Stability Preserving Differential Transformation and Multistage Numerical Frameworks for Stiff and Nonlinear Dynamical Systems in Mathematical Physics and Population Modeling
Abstract
This research article presents a comprehensive theoretical and methodological synthesis of stability preserving numerical frameworks designed for stiff, nonlinear, and oscillatory dynamical systems that emerge across applied mathematics, physics, and biological modeling. Drawing exclusively upon the corpus of references provided, the study integrates the conceptual foundations of differential transformation methods, multistage numerical algorithms, Runge Kutta schemes, PadΓ© approximation, and stability preserving solvers to establish a unified interpretive and computational framework. The increasing complexity of modern mathematical models in plasma physics, chemical reaction kinetics, stem cell therapy dynamics, nonlinear oscillators, and infectious disease modeling has produced a critical need for numerical solvers that maintain accuracy, stability, and long time reliability. Classical numerical techniques often encounter severe limitations when applied to stiff systems, strongly nonlinear oscillators, or chaotic regimes, particularly in the presence of sharp transients or sensitive dependence on initial conditions. In response to this challenge, contemporary numerical research has developed advanced strategies that blend analytical transformations with multistage discretization techniques, ensuring robust convergence even in the most demanding mathematical environments.
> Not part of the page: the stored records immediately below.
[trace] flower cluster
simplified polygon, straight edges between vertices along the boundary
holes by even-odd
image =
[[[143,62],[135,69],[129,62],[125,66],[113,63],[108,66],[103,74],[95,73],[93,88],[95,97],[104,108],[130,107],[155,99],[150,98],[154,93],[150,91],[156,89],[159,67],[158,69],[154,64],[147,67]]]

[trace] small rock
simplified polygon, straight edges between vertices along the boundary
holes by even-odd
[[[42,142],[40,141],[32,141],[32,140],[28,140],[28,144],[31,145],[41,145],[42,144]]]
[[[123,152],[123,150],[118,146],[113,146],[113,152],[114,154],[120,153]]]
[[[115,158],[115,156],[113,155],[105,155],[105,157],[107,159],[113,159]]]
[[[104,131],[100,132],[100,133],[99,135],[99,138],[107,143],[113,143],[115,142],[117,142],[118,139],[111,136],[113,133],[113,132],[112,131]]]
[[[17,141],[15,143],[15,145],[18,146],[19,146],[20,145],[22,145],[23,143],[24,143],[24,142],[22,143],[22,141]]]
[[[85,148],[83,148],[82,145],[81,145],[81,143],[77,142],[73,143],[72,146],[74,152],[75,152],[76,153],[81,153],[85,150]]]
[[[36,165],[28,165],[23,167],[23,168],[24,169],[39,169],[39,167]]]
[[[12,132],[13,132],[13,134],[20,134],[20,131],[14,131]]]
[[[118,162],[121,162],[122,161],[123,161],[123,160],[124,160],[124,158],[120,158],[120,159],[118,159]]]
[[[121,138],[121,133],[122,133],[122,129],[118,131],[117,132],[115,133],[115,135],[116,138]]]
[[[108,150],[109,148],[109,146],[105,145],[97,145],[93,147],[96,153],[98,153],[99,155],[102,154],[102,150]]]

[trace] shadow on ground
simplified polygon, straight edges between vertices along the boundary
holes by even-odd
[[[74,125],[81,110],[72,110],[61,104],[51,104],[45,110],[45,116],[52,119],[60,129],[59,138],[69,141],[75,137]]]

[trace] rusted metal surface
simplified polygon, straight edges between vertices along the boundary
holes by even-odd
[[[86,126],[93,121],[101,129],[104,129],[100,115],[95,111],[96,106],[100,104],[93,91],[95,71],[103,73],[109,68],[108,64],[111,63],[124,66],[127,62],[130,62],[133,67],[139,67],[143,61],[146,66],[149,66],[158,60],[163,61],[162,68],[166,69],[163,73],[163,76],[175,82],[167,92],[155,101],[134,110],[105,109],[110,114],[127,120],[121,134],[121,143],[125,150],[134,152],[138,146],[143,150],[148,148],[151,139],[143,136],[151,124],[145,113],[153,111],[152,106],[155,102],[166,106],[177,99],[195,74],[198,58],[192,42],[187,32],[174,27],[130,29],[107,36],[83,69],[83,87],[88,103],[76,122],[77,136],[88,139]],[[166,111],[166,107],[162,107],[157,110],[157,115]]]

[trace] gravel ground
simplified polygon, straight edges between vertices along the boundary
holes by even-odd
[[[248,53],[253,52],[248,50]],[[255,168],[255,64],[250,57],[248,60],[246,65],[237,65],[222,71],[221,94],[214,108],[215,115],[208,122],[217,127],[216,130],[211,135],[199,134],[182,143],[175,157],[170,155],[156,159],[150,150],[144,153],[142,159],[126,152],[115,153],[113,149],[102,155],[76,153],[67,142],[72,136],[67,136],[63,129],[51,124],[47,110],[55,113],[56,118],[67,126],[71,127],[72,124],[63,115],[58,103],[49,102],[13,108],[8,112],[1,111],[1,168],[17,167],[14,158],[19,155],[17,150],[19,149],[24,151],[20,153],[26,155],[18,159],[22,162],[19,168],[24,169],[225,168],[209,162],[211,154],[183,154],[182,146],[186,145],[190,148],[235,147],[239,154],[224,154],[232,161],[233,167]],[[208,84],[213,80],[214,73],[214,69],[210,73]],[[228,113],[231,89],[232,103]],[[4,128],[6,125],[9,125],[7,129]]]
The differential transformation method has emerged as a powerful semi analytical framework for constructing approximate solutions to differential equations by transforming them into recurrence relations that can be computed iteratively. However, as shown by Bervillier in his extensive theoretical assessment of the method, its naive application may suffer from divergence, slow convergence, or sensitivity to truncation in stiff regimes. These limitations have stimulated the development of multistage differential transformation approaches, as proposed by Do and Jang and further refined by Aljahdaly and Ashi, in which the solution interval is subdivided into multiple segments, each of which applies the differential transformation locally to preserve accuracy and stability. When combined with PadΓ© approximants, as demonstrated by Domairry and Hatami, the resulting hybrid frameworks significantly improve convergence behavior and enable the resolution of nonlinear boundary value problems and nanofluid flow systems with strong coupling effects.